В этот момент из палатки стремительно вышла и направилась к ним медсестра, которой военврач приказал готовить Восковцева к операции. Разведчики, словно по команде, пошли ей навстречу.
— Хорошо, что не ушли, нужна кровь, — произнесла она. И тут же добавила: — Первой группы, у нас такая кончилась. Есть в госпитале, надо оттуда принести, если успеете.
— Что значит, если успеете? — взволнованно спросил Забарела.
— Чего непонятно-то? Умрёт — крови много потерял, у него рука на лоскутках кожи держится, и бок — сплошная рана! — резко выпалила она.
— Ну так мы сейчас, только скажите, где это, — проявил готовность устремиться в госпиталь Забарела, а потом, как бы опомнившись, спросил: — А нам дадут?
— Дадут, скажите, от Пилипенко, — успокоила его медсестра и начала было объяснять, где находится госпиталь.
Уже не раз безуспешно пытавшийся встрять в эмоциональный диалог командира и медсестры Алхазур почти крикнул, протягивая медсестре свою затертую в нагрудном кармане до неузнаваемости красноармейскую книжку:
— Дайте хоть слово сказать, у меня, кажется, такая, посмотри сюда!

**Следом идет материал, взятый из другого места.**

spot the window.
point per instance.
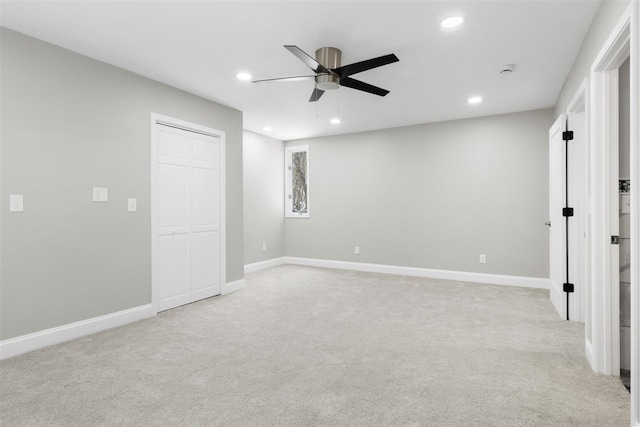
(296, 163)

— Да, да, это то, что надо, идите за мной, надо успеть, — сказала она, глянув в книжку, и зашагала к палатке.
Алхазур, передав автомат Забареле, быстро последовал за ней.
— Вот те на, — развел руки Степанков, глядя на своих взволнованных товарищей, — надо же, молитва и впрямь помогла.
— Хватит кривляться, Степанков, — потребовал Забарела, — дай бог, чтобы его кровь помогла комбату.
— Ну и где твой комиссар? — рассмеялся Игнатов. — Кажись, на этот раз ты промахнулся, братец.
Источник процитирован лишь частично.